Friday, October 19, 2007

10 Years Late

I was having breakfast a few mornings ago with a colleague. We were discussing the current state of privacy laws and what I perceived to be the major threats to privacy. I was bemoaning the fact that our current privacy regimes are inadequate to deal with these new threats- that of government "function creep" (with the many unfortunate but legal uses being made of our personal information by government agencies in the name of national security and law enforcement), and identity theft. With respect to the former, he commented that while the checks and balances of our modern democratic systems may appear to have broken down, they are actually still in play. We'll see the pendulum swing back in the next few years.

It dawned on me that our current privacy laws were made for our world as it existed 10 years ago when we were at the height of the dot.com boom. Way back then, in 1997, everyone was worried about the potential abuses by information entrepreneurs who wanted to capture our eyeballs and data mine our personal information.

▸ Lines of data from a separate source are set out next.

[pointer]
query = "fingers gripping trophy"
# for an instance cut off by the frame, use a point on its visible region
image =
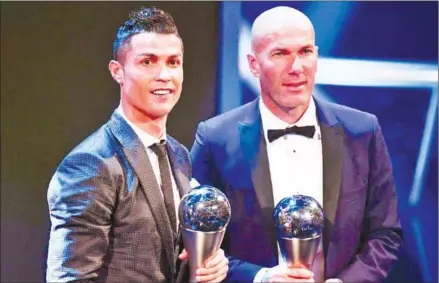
(298, 220)
(204, 214)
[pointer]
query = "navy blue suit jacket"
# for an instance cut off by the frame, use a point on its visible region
(362, 234)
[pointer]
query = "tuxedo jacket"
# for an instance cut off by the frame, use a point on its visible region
(108, 218)
(362, 233)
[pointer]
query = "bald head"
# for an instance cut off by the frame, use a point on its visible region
(277, 19)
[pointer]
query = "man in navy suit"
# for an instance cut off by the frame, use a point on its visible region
(113, 199)
(286, 142)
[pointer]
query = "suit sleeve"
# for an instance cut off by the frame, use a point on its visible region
(205, 172)
(382, 233)
(81, 197)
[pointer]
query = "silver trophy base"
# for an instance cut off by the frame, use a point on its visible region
(200, 246)
(299, 252)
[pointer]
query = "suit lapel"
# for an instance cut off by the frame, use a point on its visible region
(178, 165)
(332, 148)
(136, 154)
(255, 151)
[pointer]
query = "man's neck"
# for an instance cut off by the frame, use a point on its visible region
(154, 127)
(288, 115)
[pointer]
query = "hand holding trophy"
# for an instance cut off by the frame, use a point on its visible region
(204, 214)
(298, 220)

The laws we built succeeded in tempering the ambitious aspirations of the entrepreneurs, but didn't anticipate the threat to privacy in the post 9/11 world.

Maybe thats the pattern. 10 years from now we will have come to a consensus on how to protect personal information from over-zealous bureaucrats and law enforcement officials. But who knows what new threats to privacy will emerge in 2017. We can predict, for example, that our genetic code will be a prominent feature of our electronic health records. Who will be trying to exploit that information for power or profit? We can also predict that our privacy laws won't be able to fully protect us from these new perils.

Unfortunately, we don't have a crystal ball.